PostgreSQL®, Tech Tips & Insights

PostgreSQL® Streaming vs Logical Replication – Comparison

Apr 08, 2022

8 min read

SHARE THIS ARTICLE

Replicating the information stored on your database is essential for distributing data and ensuring you have a backup that can be used for disaster recovery, in case something goes wrong.

PostgreSQL® replication comes in two forms, and both have their niche uses. Understanding how to apply one or both of these data replication methods can streamline your data distribution processes. The last thing you want is to lose crucial work you’ve done on a database.

Let’s take a look at the pros, cons, and use cases of PostgreSQL logical replication and streaming replication.

Defining Data Replication in PostgreSQL®

If you’re already familiar with what data replication is, then you can go ahead and scroll down to the next section. But in case you’re new to database engineering, we want to set the foundation really quick.

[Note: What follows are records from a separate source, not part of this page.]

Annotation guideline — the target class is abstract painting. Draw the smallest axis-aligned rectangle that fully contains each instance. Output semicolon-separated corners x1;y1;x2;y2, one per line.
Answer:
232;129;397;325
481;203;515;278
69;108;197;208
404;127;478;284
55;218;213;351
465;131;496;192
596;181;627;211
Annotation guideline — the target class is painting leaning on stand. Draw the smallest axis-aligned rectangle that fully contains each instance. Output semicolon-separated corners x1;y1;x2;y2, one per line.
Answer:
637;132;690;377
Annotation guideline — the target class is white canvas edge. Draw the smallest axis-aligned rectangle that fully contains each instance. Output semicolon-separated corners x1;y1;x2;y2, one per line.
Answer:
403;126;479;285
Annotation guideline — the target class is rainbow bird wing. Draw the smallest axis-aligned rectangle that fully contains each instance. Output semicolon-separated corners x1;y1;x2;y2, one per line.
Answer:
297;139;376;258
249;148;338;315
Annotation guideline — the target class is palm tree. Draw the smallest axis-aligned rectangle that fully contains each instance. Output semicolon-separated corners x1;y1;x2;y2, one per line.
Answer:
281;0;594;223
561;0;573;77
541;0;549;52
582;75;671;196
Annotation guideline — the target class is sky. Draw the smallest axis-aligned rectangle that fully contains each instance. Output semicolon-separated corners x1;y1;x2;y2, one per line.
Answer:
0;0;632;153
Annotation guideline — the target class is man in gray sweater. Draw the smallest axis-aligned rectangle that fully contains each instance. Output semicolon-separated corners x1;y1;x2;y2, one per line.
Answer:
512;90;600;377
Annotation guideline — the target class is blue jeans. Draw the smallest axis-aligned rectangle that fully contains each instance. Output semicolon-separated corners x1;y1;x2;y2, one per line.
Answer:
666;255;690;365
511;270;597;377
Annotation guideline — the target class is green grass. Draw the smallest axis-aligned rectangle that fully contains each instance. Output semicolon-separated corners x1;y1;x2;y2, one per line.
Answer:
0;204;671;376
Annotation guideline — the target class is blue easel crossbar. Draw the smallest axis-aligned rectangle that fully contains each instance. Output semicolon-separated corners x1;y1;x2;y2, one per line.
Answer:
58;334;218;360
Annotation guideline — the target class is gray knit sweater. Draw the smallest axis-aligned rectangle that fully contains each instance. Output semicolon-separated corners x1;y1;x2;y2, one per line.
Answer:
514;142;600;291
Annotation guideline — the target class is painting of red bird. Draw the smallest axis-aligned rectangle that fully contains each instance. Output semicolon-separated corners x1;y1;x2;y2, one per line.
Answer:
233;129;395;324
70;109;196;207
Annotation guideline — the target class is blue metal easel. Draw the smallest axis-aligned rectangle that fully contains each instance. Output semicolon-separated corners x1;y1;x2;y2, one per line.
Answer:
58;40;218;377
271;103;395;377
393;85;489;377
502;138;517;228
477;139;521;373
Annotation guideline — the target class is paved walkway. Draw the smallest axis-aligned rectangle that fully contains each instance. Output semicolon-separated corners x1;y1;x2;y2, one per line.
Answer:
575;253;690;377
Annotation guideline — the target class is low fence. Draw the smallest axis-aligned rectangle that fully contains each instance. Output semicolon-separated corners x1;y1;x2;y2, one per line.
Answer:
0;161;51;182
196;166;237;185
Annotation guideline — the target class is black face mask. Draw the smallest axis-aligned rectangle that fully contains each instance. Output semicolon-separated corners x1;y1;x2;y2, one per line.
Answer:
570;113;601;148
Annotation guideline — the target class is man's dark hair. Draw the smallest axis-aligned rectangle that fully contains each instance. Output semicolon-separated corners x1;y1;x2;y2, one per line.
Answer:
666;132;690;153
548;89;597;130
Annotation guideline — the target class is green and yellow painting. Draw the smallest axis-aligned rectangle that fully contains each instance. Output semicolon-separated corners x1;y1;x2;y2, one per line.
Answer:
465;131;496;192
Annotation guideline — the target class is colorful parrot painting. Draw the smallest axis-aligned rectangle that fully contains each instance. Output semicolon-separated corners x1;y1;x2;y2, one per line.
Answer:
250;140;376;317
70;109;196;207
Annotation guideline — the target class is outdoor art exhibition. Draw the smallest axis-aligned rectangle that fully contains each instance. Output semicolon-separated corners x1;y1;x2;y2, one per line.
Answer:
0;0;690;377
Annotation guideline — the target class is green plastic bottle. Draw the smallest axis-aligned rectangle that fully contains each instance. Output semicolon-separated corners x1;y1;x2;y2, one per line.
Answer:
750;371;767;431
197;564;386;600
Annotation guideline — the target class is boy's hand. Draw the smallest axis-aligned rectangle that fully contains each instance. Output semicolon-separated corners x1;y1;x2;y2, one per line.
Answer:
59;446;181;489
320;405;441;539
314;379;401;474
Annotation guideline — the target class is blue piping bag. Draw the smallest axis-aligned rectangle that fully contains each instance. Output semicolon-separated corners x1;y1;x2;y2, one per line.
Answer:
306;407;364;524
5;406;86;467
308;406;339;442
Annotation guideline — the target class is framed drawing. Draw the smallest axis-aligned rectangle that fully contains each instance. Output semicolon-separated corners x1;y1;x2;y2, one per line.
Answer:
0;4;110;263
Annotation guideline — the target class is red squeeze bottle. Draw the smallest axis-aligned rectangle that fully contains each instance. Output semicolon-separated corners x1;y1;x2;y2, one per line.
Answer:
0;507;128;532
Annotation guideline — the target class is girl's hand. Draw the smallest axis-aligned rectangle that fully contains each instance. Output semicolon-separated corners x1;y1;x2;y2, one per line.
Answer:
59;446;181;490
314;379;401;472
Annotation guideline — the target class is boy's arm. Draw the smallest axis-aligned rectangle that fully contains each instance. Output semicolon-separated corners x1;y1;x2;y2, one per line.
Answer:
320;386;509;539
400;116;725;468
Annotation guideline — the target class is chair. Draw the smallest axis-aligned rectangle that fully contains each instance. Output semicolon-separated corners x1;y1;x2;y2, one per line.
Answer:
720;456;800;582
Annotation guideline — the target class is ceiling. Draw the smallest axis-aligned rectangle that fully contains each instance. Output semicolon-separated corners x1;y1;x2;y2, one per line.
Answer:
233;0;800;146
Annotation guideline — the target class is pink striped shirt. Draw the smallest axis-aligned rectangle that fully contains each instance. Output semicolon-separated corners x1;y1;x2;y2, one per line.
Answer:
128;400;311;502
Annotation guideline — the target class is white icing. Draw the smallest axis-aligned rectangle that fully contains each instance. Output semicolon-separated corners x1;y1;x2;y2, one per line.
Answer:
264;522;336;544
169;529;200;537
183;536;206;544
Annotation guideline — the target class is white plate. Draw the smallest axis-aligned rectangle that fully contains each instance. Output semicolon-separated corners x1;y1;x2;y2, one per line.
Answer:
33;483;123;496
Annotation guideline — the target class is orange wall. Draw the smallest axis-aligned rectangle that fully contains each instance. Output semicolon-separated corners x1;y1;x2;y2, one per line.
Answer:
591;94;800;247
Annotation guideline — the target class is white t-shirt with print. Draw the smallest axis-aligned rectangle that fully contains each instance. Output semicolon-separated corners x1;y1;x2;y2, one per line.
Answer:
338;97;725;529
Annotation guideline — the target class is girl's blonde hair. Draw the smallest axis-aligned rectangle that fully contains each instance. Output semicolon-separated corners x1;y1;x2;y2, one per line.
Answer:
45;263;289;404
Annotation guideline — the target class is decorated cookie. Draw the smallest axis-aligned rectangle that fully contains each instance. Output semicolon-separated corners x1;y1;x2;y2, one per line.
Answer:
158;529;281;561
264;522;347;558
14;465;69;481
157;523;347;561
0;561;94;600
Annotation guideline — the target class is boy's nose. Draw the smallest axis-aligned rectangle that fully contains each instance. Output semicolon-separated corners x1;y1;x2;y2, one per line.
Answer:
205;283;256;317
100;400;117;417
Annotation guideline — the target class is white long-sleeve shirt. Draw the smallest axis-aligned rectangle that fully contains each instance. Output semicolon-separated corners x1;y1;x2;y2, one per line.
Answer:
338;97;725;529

As the name suggests, replication is the process of frequently copying data from one database in a computer server to another database in a different server, so all users have access to the same level of information. In computing, replication is used to eliminate faults in a digital system.

Replication eliminates data silos, protects valuable information, and streamlines development.

In PostgreSQL, there are two options: logical replication & streaming or physical replication. These methods are great for different use cases, and as a developer, you may find yourself more inclined to use one over the other. But it’s good to understand how to use both so you can decide which to apply in different scenarios.

Logical Replication in PostgreSQL®

Logical replication was introduced for use with PostgreSQL v10.0. Logical replication works by copying/replicating data objects and their changes based on their replication identity.

In many cases, the data’s replication identity is a primary key. In PostgreSQL, it gives users fine-grained control over the replicated data and information security.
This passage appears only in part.